Secondo Conflict armament research le armi fabbricate nell’attuale decennio (2010-2017) rappresentano il 2% del portafoglio totale di armi di Daesh mentre oltre il 60% è stato prodotto prima del 1990. In netto contrasto invece con l’utilizzo delle munizioni la cui maggior parte è stata prodotta e fornita dopo l’inizio del conflitto siriano. Inoltre una parte consistente dei razzi (PG-7) e (PG-9) schierati dalle forze dell’Isis in Iraq sono stati prodotti negli ultimi quattro anni (dal 2014 al 2017) – il periodo durante il quale il gruppo terroristico è diventato una componente significativa nei conflitti in Iraq e in Siria.

La fornitura internazionale di armi per il conflitto siriano ha aumentato la quantità e la qualità delle armi in dotazione dell’Isis. Una buona parte del materiale bellico utilizzato dai miliziani jihadisti e documentato da Car, mostra come le parti in campo hanno tentato di nascondere la sua provenienza. Questi sforzi includono la rimozione di munizioni dalle scatole originali, che altrimenti fornirebbero la spedizione; il reimballaggio delle munizioni o l’annullamento dei marchi di fabbrica sulle armi. Queste attività sono prove che dimostrano il coinvolgimento di diversi attori nel fornire armi nei conflitti.

Armi ad esempio dirottate dalla Libia e trasferite in Siria e in Iraq; munizioni provenienti da spedizioni che Stati dell’Europa dell’Est (tipo la Romania) originariamente esportavano negli Stati Uniti giusto per fare qualche esempio. Infatti in un caso, i razzi PG-9 da 73 mm, venduti dai produttori di armi rumeni all’esercito degli Stati Uniti nel 2013 e 2014, sono stati trovati sparsi sui campi di battaglia in Iraq e in Siria. Contenitori con numeri di lotto corrispondenti sono stati trovati nella Siria orientale e recuperati da un convoglio dello Stato islamico nella città irachena di Falluja.

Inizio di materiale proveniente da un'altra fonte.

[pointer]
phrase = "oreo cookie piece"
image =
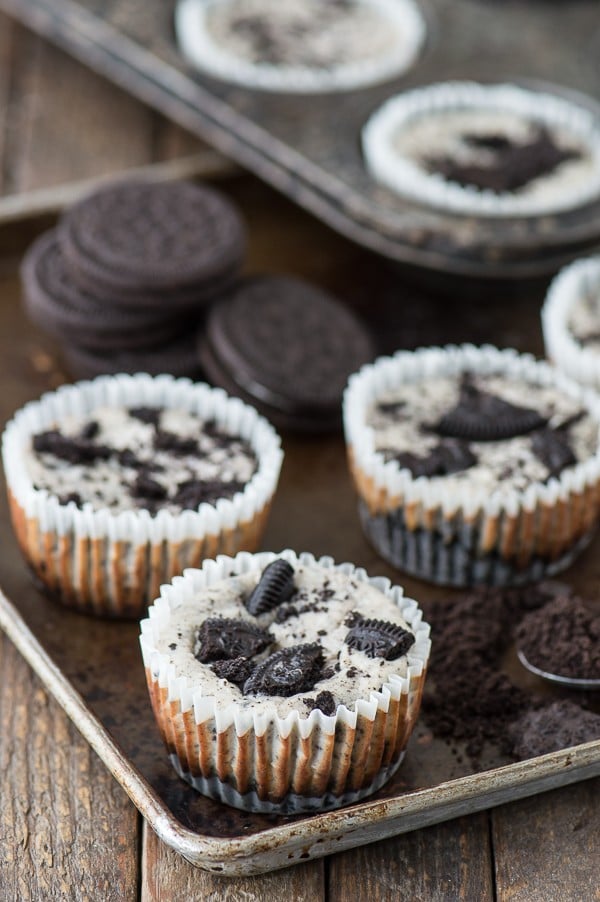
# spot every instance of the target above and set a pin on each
(56, 304)
(483, 417)
(287, 672)
(275, 586)
(136, 235)
(287, 346)
(177, 357)
(221, 638)
(379, 638)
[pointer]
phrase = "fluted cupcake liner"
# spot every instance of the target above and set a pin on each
(202, 51)
(259, 760)
(401, 174)
(563, 349)
(457, 535)
(112, 564)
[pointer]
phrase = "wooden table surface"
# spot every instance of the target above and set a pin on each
(67, 829)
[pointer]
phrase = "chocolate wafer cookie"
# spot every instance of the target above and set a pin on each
(56, 304)
(136, 237)
(289, 347)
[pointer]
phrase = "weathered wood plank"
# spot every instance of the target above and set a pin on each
(448, 861)
(167, 876)
(67, 830)
(548, 847)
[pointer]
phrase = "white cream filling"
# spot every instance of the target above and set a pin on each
(226, 599)
(105, 483)
(510, 463)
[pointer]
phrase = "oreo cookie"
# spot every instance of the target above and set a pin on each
(221, 638)
(379, 638)
(287, 672)
(288, 347)
(136, 235)
(275, 586)
(482, 417)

A tutto ciò va aggiunto poi il comparto esplosivi. Il territorio turco, anche se non detiene l’esclusività, è il principale hub per detonatori, contenitori usati per alloggiare le cariche principali di Ied etc. Conflict armament research ha documentato anche altri componenti che dimostrano come Daesh può procurarsi ripetutamente prodotti chimici dallo stesso fornitore. Questo report è stato realizzato in partenariato con le forze di sicurezza irachene, i Peshmerga del Kurdistan iracheno, la popolazione curda e l’Unità di protezione (Ypg) in Siria.

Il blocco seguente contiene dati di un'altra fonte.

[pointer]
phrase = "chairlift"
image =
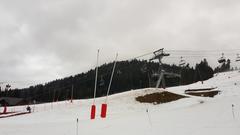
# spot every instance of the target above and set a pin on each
(222, 59)
(238, 58)
(144, 68)
(101, 82)
(182, 62)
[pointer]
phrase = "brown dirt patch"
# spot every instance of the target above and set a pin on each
(159, 97)
(204, 94)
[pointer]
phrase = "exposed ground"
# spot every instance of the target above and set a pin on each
(159, 97)
(204, 94)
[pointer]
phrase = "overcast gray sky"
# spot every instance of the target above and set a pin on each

Delle squadre investigative, con accesso completo alla prima linea, hanno avuto la possibilità di recuperare delle prove grazie al supporto degli attori menzionati in precedenza. Sono state impegnate da luglio 2014 a novembre 2017 in Iraq e da luglio 2014 a settembre 2015 in Siria. Le operazioni militari hanno sicuramente depotenziato Daesh soprattutto a livello di territori. Ormai la loro presenza in Iraq è molto ridotta, poco più di tremila uomini. Ma se da un lato Daesh ha perso dei territori dall’altro continua a possedere sistemi d’arma avanzati, inoltre è in grado di acquistare prodotti chimici sul mercato internazionale e soprattutto è capace di produrre ordigni improvvisati.